Les influences celte, gaélique et scandinave se retrouvent bien sûr dans ce répertoire, et les musiciens de l’ensemble s’en donnent à cœur joie dans des interprétations enjouées, où les instruments rivalisent de vitesse, d’inventivité et d’allégresse.
Les instruments aussi sont le résultat de recherches précises. S’il est relativement aisé de se procurer un violon, un violon baroque, une viole de gambe, ou même un cistre suédois, le groupe a fait construire par des luthiers experts à partir de modèles d’instruments du XVIIème siècle, conservés dans des musées tels la Cité de la Musique à Paris, le Hardanger Folke museum à Utne en Norvège ou le Scenkonstmuseet à Stockholm en Suède.
Le résultat, un disque fabuleux que l’on écoute en boucle. On peut se référer à son site pour en lire des compléments d’information quant à l’origine des morceaux, leurs histoires qui se confondent avec celle des liens politiques qui unissent ou séparent les pays. Les « Polonaises» sont introduites à la fin du XVIème siècle. En effet, la reine Anna de la dynastie polonaise des Jagellon offrit à son neveu suédois, Sigismund Vasa (Sigismond III) d’occuper le trône de la Pologne, si bien qu’il devient à la fois roi de Pologne et de Suède… l’une des conséquences fut l’entrée des danses polonaises en Suède !

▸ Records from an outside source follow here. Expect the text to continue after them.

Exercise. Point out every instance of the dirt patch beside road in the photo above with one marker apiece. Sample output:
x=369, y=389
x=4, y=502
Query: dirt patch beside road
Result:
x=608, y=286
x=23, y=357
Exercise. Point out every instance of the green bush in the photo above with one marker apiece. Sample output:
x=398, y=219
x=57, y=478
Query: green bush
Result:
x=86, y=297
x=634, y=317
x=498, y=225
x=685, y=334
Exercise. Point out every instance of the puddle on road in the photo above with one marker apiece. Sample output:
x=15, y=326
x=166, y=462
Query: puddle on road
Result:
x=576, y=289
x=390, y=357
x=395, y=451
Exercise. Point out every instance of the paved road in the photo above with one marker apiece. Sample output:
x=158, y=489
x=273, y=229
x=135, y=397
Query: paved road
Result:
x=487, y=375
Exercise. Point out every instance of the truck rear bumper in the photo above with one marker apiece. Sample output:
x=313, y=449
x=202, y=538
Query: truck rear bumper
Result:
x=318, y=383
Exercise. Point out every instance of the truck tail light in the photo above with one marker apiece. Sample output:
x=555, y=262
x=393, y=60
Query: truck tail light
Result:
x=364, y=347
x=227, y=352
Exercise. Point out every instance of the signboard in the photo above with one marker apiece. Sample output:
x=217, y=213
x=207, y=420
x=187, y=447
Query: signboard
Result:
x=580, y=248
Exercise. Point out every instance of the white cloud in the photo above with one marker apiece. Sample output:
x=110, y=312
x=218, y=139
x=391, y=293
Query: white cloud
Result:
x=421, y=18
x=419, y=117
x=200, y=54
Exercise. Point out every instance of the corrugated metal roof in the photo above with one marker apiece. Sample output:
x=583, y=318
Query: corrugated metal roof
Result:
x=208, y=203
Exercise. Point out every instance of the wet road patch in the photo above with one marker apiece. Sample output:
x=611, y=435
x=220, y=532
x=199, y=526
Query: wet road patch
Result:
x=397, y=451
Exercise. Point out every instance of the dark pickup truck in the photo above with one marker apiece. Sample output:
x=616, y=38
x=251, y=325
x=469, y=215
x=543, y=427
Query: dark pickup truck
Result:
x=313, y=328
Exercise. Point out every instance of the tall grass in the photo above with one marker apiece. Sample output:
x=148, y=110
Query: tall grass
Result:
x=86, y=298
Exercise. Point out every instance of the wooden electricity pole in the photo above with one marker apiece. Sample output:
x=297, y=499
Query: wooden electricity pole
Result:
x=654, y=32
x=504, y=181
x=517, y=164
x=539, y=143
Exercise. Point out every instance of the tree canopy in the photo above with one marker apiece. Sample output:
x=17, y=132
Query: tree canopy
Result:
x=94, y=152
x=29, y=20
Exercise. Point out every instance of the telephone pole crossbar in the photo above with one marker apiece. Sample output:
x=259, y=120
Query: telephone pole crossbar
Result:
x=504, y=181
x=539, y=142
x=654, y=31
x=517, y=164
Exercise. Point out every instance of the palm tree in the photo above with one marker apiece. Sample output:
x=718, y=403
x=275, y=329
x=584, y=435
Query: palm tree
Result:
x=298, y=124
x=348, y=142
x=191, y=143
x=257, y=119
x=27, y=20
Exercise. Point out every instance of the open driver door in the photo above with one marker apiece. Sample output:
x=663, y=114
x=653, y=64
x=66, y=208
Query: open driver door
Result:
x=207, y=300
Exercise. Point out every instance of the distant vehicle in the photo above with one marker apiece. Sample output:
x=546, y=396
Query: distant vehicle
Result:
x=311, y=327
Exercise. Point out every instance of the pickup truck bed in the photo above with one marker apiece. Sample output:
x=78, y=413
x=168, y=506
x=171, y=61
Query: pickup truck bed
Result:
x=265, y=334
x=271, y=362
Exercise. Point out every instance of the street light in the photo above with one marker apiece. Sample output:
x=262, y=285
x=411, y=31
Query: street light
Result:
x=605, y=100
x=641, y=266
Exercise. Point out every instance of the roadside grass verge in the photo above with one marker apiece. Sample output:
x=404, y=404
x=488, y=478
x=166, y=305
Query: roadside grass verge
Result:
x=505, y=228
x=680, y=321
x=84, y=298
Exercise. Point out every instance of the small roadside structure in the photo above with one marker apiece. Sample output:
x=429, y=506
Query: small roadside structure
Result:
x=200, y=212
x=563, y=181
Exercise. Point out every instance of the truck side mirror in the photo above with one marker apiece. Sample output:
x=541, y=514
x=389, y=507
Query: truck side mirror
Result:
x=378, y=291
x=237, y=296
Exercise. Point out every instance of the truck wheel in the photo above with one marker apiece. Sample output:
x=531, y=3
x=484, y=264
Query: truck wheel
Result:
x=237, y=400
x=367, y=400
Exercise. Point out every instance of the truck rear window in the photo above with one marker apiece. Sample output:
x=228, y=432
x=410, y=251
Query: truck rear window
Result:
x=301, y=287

Hardingfele source Curious Bards © X-D.R
D’ailleurs c’est l’un de ces danses emblématiques qui ouvre le CD, la Pollonese n° 74, issue du recueil de 1784 établi par Andreas Dahlgren (1758-1813), secrétaire particulier, bibliothécaire, organiste et clerc de paroisse à Tryserum (Småland). La danse est portée avec vivacité par les virtuoses que sont Sarah Van Oudenhove (viole de gambe), Jean-Christophe Morel (cistre suédois), Colin Heller (kontrabasharpa et violon) et Alix Boivert (violon et hardingfele).
La complicité entre les musiciens est sensible dans un enregistrement d’une netteté idéale, où chaque ligne est audible. Une véritable jubilation émane de ces morceaux dont l’énergie parfois tellurique sait aussi s’apaiser en mélodies d’une infinie douceur.
La Polonesse d’Anders Larsson avec son introduction en pizzicati cède la place à la Vals d’Ole Olsen Kruge où les trois temps de la danse de salon se mâtinent d’accents plus villageois et espiègles, quand les violons ne s’affrontent pas en volutes virtuoses dans Madame Trifes Liri e Dans. Le chant superbement maîtrisé en un timbre large aux subtiles rondeurs par la mezzo-soprano Ilektra Platiopoulou vient apporter une incarnation supplémentaire à ces élans.
The Curious Bards © X-D.R.
Les riches harmoniques de la chanteuse se glissent avec aisance dans la chanson suédoise Spelaren, semblent narrer une histoire dans la mélancolie des couplets de Konung Eric och Spakvinnan, une autre ballade médiévale suédoise, nous subjuguent dans le chant norvégien médiéval Signe Lita et nous touchent dans la chanson suédoise d’Arvid Afzelius (débuts du XIXème), Necken, qui servit de modèle à la mélodie d’Ophélie au IVème acte d’Hamlet d’Ambroise Thomas, « pâle et blonde dort sous l’eau profonde ».
Un petit bijou ciselé !
Sublimation par The Curious Bards est sorti le 24 janvier 2025 chez Harmonia Mundi. Son contenu a été joué lors de trois concerts (17, 18, 19 janvier 2025) donnés à Aspres-sur Buëch, La Bâtie-Neuve et Le Fayore, grâce au Festival de Chaillol dans sa série « Artistes en présences »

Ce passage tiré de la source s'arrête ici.